The static-annealing behavior and evolution of the microstructure-strength relationship of severely-deformed commercial-purity titanium Grade 4 over the temperature range of 50-850 degrees C (0.16-0.57 T-m , where T-m is the melting point) were established. The severely-deformed material was obtained via equal-channel angular pressing (ECAP) using the Conform (ECAP-C) technique at 200 degrees C to an effective accumulated true strain of 8.4. The resulting ultrafine structure was stable to 400 degrees C. The excellent thermal stability was concluded to be associated with a strain-aging effect, i.e., the enhanced diffusion of solutes within this temperature interval resulting in the formation of solute atmospheres at/near dislocations. At 450-500 'C, rapid growth of strain-free grains occurred, which eliminated the severely-deformed microstructure and promoted softening.

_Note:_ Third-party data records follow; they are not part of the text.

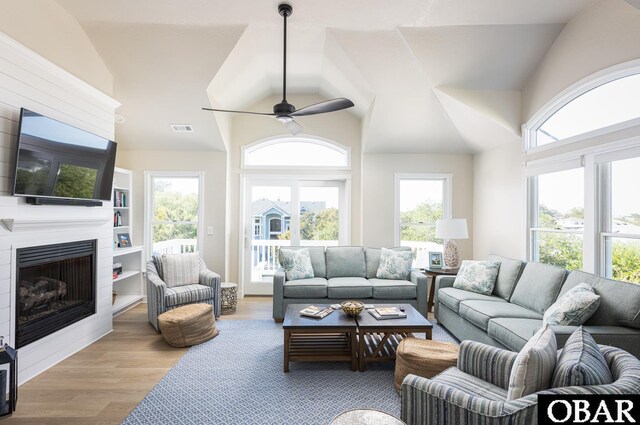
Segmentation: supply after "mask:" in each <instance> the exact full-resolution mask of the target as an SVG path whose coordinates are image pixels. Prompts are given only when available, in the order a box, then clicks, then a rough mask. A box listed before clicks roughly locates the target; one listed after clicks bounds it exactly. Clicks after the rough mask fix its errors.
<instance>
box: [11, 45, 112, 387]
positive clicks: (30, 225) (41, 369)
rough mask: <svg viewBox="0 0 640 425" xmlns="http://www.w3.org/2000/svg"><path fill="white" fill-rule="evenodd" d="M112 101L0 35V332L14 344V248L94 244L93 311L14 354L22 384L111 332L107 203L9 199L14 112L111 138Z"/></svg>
mask: <svg viewBox="0 0 640 425" xmlns="http://www.w3.org/2000/svg"><path fill="white" fill-rule="evenodd" d="M118 106H119V104H118V103H117V102H116V101H115V100H113V99H112V98H110V97H109V96H107V95H105V94H104V93H102V92H100V91H98V90H96V89H95V88H93V87H91V86H89V85H88V84H86V83H84V82H83V81H81V80H79V79H78V78H76V77H75V76H73V75H71V74H70V73H68V72H66V71H64V70H62V69H61V68H59V67H58V66H56V65H55V64H53V63H51V62H49V61H48V60H46V59H44V58H42V57H41V56H39V55H38V54H36V53H34V52H33V51H31V50H30V49H28V48H26V47H24V46H23V45H21V44H19V43H17V42H16V41H14V40H13V39H11V38H9V37H8V36H6V35H5V34H3V33H1V32H0V220H2V221H0V335H4V336H5V337H7V338H8V342H9V344H10V345H12V346H15V340H14V332H15V324H14V320H15V317H14V316H15V284H16V283H15V278H16V276H15V274H16V266H15V260H16V249H19V248H22V247H27V246H38V245H48V244H54V243H61V242H72V241H80V240H88V239H96V240H97V241H98V247H97V257H98V258H97V273H96V281H97V282H96V284H97V287H96V289H97V290H96V314H94V315H92V316H90V317H88V318H86V319H84V320H81V321H80V322H77V323H74V324H72V325H70V326H68V327H66V328H64V329H62V330H60V331H58V332H56V333H54V334H51V335H49V336H47V337H45V338H43V339H40V340H38V341H35V342H33V343H31V344H29V345H27V346H25V347H23V348H21V349H20V350H19V355H20V361H19V362H18V363H19V372H18V373H19V380H20V383H23V382H26V381H27V380H29V379H31V378H32V377H34V376H36V375H38V374H39V373H41V372H43V371H44V370H46V369H48V368H50V367H51V366H53V365H54V364H56V363H58V362H59V361H61V360H63V359H64V358H66V357H68V356H70V355H71V354H73V353H75V352H77V351H79V350H80V349H82V348H83V347H85V346H87V345H89V344H91V343H92V342H94V341H96V340H97V339H99V338H100V337H102V336H104V335H105V334H107V333H109V332H110V331H111V329H112V314H111V286H112V279H111V265H112V260H113V256H112V254H113V250H112V217H113V215H112V214H113V209H112V208H111V205H110V202H104V203H103V205H102V207H77V206H45V205H42V206H33V205H27V204H26V203H25V202H24V200H23V199H22V198H17V197H13V196H11V187H12V185H13V175H14V172H15V155H16V147H17V141H18V121H19V117H20V108H21V107H24V108H27V109H30V110H32V111H35V112H38V113H41V114H43V115H47V116H49V117H51V118H54V119H57V120H59V121H62V122H65V123H67V124H71V125H73V126H75V127H79V128H82V129H83V130H87V131H89V132H91V133H94V134H98V135H100V136H102V137H106V138H109V139H111V140H114V116H115V108H117V107H118Z"/></svg>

This process was deduced to be controlled primarily by grain-boundary energy and therefore was interpreted primarily in terms of grain growth rather than discontinuous recrystallization expected in this temperature range. A further increase in annealing temperature to 600 degrees C led to normal grain growth. Analysis of the microstructure-strength relationship suggested a significant influence of mechanical twinning on yield strength of the fully-annealed material. At 600 degrees C and higher temperatures, dissolution of constituent iron-rich particles was observed. This promoted a partial a alpha -> beta transformation at the temperatures noticeably below the typical beta-transus of pure titanium (similar to 880 degrees C). This phenomenon resulted in the precipitation of nanoscale beta particles which imparted substantial strengthening. Water quenching of the material annealed at 850 degrees C gave rise to a beta -> alpha' martensitic transformation. The latter process was governed by exceptionally strong variant selection and thereby provided a nearly-ideal restoration of crystallographic orientations of parent alpha-grains.